In the memory of viewers of the 70s and 80s, Alice Sapritch remains the favorite head of tricks of Philippe Bouvard and Thierry le Luron. “Honey darling, stop with your gugusseries! she often repeated, falsely angry, to an impersonator who, on stage, caricatured her by assuring that in her career, she had had more facelifts than recalls.
Interviewed by Philippe Bouvard, in the presence of Thierry, in 1980, in a Come and see me that we invite you to see or see again, she evokes A tramp in my garden, a comedy with Pierre Doris, which she is about to go play in Africa. However, she specifies that she has alternated, in her career, laughter and seriousness. She thus embodied the duenna in La folie des grandeurs, opposite De Funès and Montand, but also agreed to participate in comedies described as “nanars” by the critics. Among them are Le Führer en folie, by Philippe Clair, – in which, at the end of the war, she played the role of Eva Braun -, Gross Paris, by Gilles Grangier, and Funny Zebras, the only film directed by Guy Lux.
To this filmography, of which she never really boasted, are added participations in feature films directed by Claude Autant-Lara, Jean Cocteau and François Truffaut. There are also, and above all, dramas of which she was much more proud, and which have marked the history of the small screen. Among other things, Madelen proposes to discover or rediscover La cousine Bette and especially her interpretation of Folcoche in Vipère au poing based on the novel by Hervé Bazin.
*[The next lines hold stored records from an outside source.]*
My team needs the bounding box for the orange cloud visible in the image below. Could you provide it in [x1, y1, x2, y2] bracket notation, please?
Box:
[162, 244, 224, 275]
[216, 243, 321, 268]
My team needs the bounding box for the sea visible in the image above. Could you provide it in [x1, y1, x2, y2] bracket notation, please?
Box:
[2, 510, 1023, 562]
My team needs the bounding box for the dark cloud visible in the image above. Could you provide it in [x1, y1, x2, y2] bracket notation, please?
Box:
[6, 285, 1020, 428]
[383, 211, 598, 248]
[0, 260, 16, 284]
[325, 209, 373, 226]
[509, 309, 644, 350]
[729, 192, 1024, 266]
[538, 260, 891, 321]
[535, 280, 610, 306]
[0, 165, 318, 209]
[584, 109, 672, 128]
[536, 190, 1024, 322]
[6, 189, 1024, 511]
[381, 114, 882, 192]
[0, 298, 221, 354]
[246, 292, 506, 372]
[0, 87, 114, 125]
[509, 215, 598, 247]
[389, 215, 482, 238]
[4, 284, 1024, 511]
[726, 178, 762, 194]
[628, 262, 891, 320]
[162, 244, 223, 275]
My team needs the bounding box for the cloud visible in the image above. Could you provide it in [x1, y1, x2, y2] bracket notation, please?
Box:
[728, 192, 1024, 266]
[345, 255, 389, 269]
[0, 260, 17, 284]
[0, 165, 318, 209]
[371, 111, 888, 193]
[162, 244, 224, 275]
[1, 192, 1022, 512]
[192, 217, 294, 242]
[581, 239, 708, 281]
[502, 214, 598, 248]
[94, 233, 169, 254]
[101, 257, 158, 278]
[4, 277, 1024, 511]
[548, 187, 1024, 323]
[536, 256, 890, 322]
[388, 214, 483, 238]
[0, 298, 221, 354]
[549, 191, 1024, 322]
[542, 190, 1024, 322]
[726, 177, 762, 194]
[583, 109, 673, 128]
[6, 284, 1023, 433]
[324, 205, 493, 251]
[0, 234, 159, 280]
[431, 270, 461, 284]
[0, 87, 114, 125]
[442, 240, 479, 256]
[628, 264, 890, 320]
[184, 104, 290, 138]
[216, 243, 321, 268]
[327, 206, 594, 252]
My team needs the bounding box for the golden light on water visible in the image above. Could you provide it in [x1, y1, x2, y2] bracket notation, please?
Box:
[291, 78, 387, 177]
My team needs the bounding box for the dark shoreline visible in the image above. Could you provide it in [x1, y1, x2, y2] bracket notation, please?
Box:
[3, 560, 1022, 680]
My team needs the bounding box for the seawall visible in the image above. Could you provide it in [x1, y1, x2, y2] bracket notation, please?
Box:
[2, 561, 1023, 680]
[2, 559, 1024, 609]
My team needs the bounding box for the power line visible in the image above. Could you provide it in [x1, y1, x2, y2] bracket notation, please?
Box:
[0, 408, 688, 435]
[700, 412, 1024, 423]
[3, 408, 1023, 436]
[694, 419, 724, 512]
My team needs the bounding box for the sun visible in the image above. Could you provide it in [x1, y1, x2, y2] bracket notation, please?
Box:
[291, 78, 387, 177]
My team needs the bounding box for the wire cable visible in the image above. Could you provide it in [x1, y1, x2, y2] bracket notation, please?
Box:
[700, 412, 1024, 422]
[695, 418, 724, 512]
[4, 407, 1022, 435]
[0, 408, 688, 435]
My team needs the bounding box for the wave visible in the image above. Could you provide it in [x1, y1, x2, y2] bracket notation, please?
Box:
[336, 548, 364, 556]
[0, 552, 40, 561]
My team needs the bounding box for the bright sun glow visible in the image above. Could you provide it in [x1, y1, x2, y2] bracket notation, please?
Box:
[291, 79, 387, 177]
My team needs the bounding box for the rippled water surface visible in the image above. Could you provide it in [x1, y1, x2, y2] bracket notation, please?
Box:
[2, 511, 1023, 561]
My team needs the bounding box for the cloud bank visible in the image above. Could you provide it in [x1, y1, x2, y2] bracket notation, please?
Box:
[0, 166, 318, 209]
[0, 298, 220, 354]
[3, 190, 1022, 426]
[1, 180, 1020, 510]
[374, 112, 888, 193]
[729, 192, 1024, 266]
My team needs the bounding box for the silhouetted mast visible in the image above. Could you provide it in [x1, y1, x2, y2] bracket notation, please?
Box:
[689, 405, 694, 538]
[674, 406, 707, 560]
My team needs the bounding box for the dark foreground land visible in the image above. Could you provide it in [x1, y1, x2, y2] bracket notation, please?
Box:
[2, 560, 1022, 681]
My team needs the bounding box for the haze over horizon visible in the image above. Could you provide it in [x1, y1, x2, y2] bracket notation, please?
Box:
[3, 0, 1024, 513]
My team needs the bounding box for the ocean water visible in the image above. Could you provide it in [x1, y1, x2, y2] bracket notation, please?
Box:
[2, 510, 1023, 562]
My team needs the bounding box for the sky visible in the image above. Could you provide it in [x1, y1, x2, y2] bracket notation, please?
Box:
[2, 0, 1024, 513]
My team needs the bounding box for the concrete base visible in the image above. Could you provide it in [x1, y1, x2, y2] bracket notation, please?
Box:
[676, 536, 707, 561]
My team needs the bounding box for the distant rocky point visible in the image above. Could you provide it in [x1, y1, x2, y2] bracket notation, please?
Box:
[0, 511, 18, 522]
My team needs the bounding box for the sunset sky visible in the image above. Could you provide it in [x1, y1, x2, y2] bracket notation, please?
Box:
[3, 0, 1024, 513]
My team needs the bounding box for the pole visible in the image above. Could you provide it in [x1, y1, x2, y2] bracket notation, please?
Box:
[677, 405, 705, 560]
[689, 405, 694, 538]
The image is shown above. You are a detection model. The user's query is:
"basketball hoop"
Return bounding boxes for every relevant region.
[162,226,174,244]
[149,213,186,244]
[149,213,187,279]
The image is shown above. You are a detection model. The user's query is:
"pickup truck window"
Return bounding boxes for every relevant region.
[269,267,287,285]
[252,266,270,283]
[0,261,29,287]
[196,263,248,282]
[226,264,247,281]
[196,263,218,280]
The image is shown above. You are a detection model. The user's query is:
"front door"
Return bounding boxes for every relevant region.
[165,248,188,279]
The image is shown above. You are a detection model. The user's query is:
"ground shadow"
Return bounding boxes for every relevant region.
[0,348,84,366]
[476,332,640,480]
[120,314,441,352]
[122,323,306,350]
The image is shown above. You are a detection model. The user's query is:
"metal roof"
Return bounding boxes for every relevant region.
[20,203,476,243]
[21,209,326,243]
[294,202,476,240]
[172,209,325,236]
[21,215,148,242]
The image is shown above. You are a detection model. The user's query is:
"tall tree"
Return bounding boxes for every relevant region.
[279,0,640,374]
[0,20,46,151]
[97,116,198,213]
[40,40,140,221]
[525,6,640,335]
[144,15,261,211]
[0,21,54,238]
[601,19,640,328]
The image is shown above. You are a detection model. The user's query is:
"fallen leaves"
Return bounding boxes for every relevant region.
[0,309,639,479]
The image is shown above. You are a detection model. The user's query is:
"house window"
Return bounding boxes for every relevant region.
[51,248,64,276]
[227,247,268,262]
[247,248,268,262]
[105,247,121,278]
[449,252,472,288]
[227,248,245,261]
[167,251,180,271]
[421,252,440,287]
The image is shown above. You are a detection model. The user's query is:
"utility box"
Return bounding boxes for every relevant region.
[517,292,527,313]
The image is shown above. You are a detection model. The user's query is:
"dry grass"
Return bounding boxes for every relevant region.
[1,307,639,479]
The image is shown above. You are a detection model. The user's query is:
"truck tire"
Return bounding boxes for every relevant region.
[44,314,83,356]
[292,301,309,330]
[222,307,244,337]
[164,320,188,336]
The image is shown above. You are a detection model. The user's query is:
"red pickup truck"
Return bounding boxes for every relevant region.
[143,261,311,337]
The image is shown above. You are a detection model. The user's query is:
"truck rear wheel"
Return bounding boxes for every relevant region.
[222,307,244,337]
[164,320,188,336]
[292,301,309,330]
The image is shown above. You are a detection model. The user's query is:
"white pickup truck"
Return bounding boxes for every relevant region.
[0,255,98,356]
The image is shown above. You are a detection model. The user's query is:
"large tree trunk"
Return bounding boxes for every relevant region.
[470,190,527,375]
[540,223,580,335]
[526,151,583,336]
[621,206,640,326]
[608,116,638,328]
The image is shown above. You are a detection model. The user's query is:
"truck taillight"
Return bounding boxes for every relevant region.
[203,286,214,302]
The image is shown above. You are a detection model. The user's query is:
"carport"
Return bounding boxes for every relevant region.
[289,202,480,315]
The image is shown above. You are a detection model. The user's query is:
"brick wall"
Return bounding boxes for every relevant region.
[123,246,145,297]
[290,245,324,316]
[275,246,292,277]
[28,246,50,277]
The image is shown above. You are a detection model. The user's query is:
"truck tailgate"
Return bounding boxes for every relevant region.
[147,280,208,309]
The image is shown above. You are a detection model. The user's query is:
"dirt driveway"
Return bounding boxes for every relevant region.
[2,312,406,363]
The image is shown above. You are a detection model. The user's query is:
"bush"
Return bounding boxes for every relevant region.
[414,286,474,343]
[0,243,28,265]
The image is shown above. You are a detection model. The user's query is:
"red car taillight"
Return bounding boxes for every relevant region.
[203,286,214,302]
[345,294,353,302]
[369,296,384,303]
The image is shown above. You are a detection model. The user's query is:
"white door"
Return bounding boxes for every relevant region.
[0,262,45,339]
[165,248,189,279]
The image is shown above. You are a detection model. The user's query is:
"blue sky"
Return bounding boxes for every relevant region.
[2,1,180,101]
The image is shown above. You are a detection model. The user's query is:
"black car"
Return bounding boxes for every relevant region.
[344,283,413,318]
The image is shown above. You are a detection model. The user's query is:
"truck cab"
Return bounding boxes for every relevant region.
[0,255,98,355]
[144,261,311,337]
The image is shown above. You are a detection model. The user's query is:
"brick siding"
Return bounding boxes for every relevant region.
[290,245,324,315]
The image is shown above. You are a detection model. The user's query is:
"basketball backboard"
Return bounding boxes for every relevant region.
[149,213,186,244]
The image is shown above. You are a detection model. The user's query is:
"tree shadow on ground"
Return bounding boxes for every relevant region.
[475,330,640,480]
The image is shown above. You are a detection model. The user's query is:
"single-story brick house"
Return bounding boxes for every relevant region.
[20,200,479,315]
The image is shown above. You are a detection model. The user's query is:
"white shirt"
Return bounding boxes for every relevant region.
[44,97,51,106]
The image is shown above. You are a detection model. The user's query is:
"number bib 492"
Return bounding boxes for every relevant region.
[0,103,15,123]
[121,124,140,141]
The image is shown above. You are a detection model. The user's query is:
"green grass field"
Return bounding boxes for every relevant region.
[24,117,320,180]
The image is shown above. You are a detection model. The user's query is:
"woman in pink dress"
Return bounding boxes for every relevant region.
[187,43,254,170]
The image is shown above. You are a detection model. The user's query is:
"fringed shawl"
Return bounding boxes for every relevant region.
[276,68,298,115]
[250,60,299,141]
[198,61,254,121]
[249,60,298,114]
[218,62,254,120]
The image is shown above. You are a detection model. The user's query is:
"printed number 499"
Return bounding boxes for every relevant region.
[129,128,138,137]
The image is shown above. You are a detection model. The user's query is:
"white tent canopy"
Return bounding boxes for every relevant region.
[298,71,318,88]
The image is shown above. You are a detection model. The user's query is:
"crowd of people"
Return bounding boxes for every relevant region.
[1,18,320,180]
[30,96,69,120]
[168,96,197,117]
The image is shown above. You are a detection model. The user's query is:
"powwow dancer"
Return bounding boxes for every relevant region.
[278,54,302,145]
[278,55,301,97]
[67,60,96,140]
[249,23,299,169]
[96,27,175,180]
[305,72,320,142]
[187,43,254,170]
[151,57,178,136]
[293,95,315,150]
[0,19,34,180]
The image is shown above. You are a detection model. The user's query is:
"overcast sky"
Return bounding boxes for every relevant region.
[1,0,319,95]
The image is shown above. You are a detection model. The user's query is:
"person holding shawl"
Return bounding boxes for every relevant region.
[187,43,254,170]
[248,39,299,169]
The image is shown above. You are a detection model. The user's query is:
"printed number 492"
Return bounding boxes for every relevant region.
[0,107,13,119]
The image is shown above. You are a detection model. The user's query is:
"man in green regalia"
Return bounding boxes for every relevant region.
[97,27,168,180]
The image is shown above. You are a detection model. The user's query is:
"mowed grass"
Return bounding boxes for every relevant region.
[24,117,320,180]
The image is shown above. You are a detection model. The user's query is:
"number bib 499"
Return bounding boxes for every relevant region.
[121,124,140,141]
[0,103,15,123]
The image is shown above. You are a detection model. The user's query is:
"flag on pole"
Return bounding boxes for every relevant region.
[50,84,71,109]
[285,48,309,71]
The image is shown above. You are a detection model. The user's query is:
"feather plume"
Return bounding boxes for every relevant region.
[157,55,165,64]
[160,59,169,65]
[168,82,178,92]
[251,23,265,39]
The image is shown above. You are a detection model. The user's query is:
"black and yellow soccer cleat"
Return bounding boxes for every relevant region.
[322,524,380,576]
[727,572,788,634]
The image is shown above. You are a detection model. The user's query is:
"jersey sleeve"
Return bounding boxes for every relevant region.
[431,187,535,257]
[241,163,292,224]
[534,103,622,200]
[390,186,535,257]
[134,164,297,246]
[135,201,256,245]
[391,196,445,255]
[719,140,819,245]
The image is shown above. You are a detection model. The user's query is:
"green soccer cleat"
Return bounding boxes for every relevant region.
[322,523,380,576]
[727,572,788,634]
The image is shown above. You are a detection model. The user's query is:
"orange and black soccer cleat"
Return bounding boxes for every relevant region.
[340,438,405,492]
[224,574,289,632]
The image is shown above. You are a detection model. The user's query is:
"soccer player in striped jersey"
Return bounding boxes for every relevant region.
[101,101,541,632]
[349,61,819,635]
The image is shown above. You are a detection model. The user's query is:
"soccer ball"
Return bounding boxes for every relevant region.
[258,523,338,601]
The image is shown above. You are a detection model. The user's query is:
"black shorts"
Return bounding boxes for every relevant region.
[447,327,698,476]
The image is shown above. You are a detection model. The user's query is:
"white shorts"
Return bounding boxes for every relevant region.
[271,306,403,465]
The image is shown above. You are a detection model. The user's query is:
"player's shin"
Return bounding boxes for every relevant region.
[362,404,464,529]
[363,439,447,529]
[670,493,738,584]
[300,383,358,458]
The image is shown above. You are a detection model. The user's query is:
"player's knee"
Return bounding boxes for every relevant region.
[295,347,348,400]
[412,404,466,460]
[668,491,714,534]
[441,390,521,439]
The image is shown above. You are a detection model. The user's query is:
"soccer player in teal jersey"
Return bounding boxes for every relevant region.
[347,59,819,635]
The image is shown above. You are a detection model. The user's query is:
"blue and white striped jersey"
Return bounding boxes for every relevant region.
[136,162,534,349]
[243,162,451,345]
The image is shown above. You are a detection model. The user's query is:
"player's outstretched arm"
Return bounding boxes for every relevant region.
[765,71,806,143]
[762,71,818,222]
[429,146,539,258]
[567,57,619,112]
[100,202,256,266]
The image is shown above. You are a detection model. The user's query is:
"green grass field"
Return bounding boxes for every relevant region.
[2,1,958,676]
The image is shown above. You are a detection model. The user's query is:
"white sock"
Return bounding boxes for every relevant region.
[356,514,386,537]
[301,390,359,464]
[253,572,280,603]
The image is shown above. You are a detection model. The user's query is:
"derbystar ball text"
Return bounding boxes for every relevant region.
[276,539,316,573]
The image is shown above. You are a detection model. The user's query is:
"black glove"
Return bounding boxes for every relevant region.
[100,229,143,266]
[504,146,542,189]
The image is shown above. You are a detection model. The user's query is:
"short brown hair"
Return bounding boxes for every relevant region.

Finally, there is The Marie Besnard affair which, in 1986, brought her the only 7 d’Or of a career that meant everything to her.
“My life started with television” she assured, adding “my childhood has nothing to do with the woman I have become”. Her face closed, she made it clear that she didn’t agree to remember her past, because she didn’t like the child she had been.
His early years were indeed not happy ones. Born in Istanbul, she began growing up in a family that her father’s gambling debts placed in dire financial straits. At the age of six, she was sent to Brussels, to a grandmother whose affection was not her first quality. Dreaming of becoming an actress, she decided, at 16, to try her luck in Paris. She entered the Cours Simon, then continued her apprenticeship at the National Conservatory of Dramatic Art, from which she graduated with a second tragedy. His path is now traced. In theory… After playing Queen Gertrude in Shakespeare’s Hamlet, she continues with a role as a pharmacist, but in Le tampon du capiston, the story of a peasant who has become the whipping boy of his regimental comrades. This completely forgotten comedy was written by Guillaume Hanoteau, whom she married in 1950 and divorced in 1972.
A few images of Vipère au poin by Pierre Cardinal, screenplay by Jean-Louis Bory, in 1971, with Alice Sapritch, Dominique de Keuchel…
In the 70s and 80s, she decided to play the card of self-mockery. She assures, in a commercial that she was ugly before using Jex Four cleaning products. Which will make Le Luron say: “She made a success with an oven!”.
Finally, in 1975, she recorded a 33 rpm which did not obtain the success hoped for by its producers. One afternoon, at the Café de Flore, where she met Thierry le Luron and Jacques Chazot, a teenager approaches the trio and asks Alice to autograph the record he has just bought. Le Luron, again, looks at him and says, “Ah, is that you?”.